To query data you have to open a table scanner:

>>> scanner = table.scanner()
>>> scanner.open()
>>> batch = scanner.read_all()
>>> batch.as_tuples()
[(0, 'Steak', 'Berlin', 25.0, 1), 
 (1, 'Burger', 'Berlin', 5.1999998092651367, 5), 
 (2, 'Burger', 'New York', 10.199999809265137, 3), 
 (3, 'Steak', 'New York', 42.5, 5)]

Additional predicates can be used to filter rows on the kudu server.

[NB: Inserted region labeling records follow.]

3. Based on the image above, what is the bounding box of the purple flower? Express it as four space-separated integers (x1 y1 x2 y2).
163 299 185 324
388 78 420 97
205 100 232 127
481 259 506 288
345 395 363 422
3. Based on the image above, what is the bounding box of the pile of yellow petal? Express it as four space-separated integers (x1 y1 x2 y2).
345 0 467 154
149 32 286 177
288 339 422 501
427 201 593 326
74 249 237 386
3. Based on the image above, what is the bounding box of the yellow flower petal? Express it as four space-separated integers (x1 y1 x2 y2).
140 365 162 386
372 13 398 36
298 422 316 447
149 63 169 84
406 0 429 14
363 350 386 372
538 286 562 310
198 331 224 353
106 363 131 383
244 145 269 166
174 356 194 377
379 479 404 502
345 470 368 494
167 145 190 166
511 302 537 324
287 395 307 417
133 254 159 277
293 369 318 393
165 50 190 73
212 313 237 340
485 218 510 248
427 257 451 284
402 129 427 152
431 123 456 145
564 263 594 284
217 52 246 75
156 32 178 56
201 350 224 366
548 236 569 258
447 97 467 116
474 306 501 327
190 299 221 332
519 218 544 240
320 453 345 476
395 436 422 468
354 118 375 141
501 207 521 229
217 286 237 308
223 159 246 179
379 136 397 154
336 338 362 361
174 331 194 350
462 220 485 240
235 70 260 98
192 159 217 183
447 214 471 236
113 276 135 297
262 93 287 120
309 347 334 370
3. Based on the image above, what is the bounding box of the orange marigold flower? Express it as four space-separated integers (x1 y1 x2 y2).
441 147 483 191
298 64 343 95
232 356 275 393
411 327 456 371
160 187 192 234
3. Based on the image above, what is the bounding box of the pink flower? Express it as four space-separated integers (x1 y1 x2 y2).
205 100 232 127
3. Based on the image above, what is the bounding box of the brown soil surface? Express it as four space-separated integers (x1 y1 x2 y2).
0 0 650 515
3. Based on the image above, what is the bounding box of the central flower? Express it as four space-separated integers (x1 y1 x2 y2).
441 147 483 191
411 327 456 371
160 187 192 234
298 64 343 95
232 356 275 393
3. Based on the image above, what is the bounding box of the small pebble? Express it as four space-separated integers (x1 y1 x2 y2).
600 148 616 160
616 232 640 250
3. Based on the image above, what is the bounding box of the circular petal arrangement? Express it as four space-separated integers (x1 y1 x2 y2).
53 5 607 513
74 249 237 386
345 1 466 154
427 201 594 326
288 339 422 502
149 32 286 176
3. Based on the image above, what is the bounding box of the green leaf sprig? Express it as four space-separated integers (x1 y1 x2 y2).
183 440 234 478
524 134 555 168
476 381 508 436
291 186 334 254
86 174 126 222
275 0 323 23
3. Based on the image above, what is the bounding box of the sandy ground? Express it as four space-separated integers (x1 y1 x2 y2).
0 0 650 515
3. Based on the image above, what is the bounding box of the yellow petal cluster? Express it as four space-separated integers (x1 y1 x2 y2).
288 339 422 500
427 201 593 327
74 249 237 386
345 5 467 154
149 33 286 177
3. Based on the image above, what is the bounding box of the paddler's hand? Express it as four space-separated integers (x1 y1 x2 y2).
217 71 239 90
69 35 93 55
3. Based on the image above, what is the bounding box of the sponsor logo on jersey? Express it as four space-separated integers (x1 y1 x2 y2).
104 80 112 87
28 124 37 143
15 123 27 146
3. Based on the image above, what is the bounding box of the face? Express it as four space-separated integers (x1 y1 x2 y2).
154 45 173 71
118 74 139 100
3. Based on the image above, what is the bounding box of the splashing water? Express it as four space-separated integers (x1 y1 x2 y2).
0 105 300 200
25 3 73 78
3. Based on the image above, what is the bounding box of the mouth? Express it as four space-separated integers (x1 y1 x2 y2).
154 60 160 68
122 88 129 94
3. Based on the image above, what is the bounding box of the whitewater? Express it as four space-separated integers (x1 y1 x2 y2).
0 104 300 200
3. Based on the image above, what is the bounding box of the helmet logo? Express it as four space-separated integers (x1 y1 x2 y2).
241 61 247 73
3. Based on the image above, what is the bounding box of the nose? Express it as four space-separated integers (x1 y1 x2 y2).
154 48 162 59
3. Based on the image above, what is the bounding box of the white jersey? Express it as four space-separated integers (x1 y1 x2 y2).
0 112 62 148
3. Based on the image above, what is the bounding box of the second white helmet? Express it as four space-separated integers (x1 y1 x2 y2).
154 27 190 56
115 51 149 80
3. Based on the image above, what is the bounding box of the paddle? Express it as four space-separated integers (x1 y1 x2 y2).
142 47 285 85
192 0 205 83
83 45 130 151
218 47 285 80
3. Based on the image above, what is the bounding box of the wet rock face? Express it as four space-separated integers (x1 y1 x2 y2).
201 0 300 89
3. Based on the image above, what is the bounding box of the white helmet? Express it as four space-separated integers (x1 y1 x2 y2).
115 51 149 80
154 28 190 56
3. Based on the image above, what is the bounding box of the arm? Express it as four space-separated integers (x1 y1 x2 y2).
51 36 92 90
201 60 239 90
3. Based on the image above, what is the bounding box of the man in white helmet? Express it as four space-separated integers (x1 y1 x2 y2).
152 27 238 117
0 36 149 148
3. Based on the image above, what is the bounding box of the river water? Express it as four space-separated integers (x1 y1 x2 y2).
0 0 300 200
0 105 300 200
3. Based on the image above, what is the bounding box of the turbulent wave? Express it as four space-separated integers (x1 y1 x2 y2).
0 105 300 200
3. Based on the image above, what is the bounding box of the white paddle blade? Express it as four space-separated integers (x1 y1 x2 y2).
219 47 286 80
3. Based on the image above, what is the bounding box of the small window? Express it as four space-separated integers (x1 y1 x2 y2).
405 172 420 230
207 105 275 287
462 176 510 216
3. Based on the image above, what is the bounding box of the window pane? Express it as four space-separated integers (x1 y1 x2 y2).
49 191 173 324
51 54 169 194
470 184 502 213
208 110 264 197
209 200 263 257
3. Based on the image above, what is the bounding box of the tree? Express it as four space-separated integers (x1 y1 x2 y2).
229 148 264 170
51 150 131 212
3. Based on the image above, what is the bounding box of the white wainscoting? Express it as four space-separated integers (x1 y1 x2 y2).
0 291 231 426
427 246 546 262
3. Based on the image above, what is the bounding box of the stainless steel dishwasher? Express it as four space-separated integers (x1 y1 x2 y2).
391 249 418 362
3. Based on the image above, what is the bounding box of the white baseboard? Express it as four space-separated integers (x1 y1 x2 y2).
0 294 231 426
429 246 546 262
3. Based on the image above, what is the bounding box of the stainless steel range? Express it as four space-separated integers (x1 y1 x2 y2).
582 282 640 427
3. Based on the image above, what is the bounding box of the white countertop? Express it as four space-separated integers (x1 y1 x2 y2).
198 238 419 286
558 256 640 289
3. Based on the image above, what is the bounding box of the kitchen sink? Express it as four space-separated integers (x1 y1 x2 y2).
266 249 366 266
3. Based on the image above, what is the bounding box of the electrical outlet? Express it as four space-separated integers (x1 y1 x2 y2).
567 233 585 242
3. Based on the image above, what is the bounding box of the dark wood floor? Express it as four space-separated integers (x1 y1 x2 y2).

>>> scanner = table.scanner()
>>> scanner.add_comparison_predicate("id", kudu.GREATER_EQUAL, 1)
>>> scanner.add_comparison_predicate("id", kudu.LESS_EQUAL, 2)
>>> scanner.open()
>>> batch = scanner.read_all()
>>> batch.as_tuples()
[(1, 'Burger', 'Berlin', 5.1999998092651367, 5), 
 (2, 'Burger', 'New York', 10.199999809265137, 3)]

Documentation for the Python client is still missing, so the best resource at the moment are the Kudu Python Tests. Harsh J Chouraria has written a similar post on writing a simple Kudu Java API program and the Kudu examples also provide some insights. More information about the design decisions can be found in the Kudu Whitepaper.

Using Kudu as a backend for Impala still requires a HDFS and Hive metastore deployment, but accoring to Wes McKinney there is work done to get rid of these dependencies:

@sampullara @tlipcon it's being worked on. Impala presently depends on HDFS and Hive metastore but is capable of reading from local FS too
— Wes McKinney (@wesmckinn) September 30, 2015

In combination with the Ibis data analysis framework, Impala/Kudu looks like a promising backend for a non Java/JVM based distributed dataframe.